The plot is a very intricate one and at first can be hard to follow due to how fast it moves. It follows journalist Mikael Blomkvist (Daniel Craig) as we see him in the midst of trouble that has been been brought against him by a corrupt businessman Hans-Erik Wennerstrom. Mikael and the magazine that he works now owe Wennerstrom a substantial amount of money. In the midst of this we are then shown the interestingly damaged Lisbeth Salander (Rooney Mara) has compiled an extensive background check on Blomkvist for Henrik Vanger. Henrik is the retired CEO of Vanger Industries and is looking into Blomkvist to possibly work a job for him. Lisbeth explains that she believes Blomkvist to be as she says "clean." Meaning that some of the defaming claims that he is receiving thanks to Wennerstrom are not entirely true.
Mikael is then contacted by Vanger's lawyer who summons him to Vanger's remote island to meet Henrik. Henrik offers Mikael a job, one that entitles Mikael to look into a missing person's case that is forty years old and has haunted Henrik for that long. The missing person is Harriet Vanger, Henrik's niece, and he believes that someone in the family murdered her forty years ago. He is haunted by the killer sending him pressed flowers, the same way Harriet used to on every one of his birthdays which leads him to believe they are from his killer. Mikael feels that it is an interesting case, but is still reluctant to take the job even despite the large amount of money Henrik is willing to offer. It is then that Henrik offers Mikael the very thing that will really interest him, which is damning information on Wennerstrom as he originally got his start at Vanger Industries. This immediately peaks Mikael's interest as the information Henrik holds could potential wipe his slate clean. The film also really takes off at this point as Mikael is shown to be a really talented investigator and the deeper he gets the more dangerous it becomes. He eventually asks for help, and his help turns out to be the very person that looked into him so extensively, Lisbeth Salander. Lisbeth's research abilities and computer hacking skills prove to be very helpful to Mikael.
If I saw this movie earlier, I would have without a doubt found a spot for it on my top films of 2011 list. Rooney Mara's performance as Lisbeth Salander is worth watching and she rightfully is up for the Best Actress award for the year.
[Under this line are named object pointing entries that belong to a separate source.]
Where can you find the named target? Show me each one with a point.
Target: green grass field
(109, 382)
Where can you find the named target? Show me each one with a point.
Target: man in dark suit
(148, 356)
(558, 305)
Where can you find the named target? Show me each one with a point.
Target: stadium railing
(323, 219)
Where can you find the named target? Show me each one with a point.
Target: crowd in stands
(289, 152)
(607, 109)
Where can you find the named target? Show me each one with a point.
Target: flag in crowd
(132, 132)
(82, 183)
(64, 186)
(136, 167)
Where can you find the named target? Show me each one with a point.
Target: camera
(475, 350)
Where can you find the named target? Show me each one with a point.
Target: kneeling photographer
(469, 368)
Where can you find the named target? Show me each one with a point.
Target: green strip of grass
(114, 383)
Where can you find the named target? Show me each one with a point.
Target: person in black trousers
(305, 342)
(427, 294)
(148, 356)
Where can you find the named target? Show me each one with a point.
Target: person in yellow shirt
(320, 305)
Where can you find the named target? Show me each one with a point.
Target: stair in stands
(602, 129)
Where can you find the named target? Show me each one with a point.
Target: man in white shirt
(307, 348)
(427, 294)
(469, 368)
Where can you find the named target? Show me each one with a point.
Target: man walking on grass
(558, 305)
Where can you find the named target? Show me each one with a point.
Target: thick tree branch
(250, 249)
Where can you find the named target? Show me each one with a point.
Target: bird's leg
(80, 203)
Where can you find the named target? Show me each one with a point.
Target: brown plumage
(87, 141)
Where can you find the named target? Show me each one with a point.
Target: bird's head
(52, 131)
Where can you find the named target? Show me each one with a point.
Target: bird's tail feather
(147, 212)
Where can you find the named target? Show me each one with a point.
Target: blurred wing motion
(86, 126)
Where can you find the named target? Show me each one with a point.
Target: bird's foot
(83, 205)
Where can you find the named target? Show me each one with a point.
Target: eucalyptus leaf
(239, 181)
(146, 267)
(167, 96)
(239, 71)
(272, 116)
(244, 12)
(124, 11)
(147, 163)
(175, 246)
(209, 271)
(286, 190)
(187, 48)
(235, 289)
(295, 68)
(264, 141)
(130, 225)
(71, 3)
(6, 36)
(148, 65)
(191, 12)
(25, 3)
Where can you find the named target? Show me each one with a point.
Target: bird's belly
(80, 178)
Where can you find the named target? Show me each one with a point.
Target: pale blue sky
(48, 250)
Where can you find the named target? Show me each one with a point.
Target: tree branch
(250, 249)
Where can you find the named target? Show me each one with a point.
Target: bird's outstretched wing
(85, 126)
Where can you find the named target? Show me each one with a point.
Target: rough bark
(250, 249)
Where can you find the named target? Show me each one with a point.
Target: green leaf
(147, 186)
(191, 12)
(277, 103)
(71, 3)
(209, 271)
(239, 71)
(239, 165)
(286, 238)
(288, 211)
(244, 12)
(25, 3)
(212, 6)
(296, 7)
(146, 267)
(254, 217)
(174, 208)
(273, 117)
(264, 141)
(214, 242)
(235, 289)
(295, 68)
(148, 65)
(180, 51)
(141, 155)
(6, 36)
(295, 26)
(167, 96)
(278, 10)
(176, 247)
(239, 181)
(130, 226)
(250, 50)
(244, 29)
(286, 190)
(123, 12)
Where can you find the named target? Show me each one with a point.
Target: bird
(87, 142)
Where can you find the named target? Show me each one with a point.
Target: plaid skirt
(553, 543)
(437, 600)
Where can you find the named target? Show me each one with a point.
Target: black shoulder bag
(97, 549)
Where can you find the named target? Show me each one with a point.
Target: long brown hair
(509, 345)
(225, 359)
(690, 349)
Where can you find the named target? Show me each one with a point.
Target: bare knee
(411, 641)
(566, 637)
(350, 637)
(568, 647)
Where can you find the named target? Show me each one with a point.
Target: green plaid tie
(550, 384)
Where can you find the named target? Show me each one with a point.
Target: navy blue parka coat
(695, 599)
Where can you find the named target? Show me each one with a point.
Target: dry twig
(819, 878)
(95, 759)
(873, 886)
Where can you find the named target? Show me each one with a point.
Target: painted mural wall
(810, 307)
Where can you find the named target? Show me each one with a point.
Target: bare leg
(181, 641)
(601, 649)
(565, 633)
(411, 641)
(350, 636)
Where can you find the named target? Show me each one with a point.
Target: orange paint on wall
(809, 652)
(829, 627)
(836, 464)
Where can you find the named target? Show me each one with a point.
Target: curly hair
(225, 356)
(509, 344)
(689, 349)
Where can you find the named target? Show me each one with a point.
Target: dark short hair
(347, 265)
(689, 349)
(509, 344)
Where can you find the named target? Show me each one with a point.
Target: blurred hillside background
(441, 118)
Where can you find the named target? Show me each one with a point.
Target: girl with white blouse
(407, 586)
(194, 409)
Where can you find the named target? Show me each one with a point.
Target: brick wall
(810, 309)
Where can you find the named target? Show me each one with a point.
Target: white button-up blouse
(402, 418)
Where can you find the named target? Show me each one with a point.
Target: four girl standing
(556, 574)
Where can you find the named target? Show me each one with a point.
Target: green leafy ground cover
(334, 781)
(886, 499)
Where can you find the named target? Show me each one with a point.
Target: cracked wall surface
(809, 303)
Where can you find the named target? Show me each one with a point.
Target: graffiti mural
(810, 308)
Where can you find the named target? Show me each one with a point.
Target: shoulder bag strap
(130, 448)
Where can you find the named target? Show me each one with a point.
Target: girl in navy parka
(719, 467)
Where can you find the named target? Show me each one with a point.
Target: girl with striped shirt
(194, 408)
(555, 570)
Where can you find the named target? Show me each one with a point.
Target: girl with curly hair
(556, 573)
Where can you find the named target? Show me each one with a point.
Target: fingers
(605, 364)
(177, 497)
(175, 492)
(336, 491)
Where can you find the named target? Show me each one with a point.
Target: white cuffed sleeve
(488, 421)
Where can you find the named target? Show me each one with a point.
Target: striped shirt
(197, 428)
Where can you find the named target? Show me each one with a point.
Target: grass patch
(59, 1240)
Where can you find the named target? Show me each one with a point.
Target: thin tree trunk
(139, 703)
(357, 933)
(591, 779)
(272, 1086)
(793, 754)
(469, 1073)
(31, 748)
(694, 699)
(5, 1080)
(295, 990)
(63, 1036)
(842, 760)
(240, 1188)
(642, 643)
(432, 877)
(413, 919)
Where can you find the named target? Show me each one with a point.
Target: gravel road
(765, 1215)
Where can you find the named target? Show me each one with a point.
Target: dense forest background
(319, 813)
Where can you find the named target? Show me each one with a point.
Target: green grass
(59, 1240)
She does a terrific job of displaying how damaged her character is with an undertone of violence and a certain sexual presence all at once. Daniel Craig also does a terrific job as Mikael Blomkvist making him into a very likable character that we immediately can care for. He also plays Mikael with a certain damaged kind of quality that we all can sort of sympathize with. The long running time of the film can lose some, and even the slow beginning but when it picks up, it really does pick up full throttle. The score composed by Trent Reznor and Atticus Ross is also a very good one, and to no surprise they are up for an award for their work on this film. The creepy credits sequence mixed with their take on Led Zeppelin's Immigrant Song fits perfectly with the odd, Gothic tone of the film while also giving the viewer a glimpse into how disturbing the film will be. The film has one scene in particular that is incredibly brutal, disturbing and violent that may seem pointless to the main story but does provide character development for Lisbeth. David Fincher and Steve Zaillian again manage to create a terrific film together.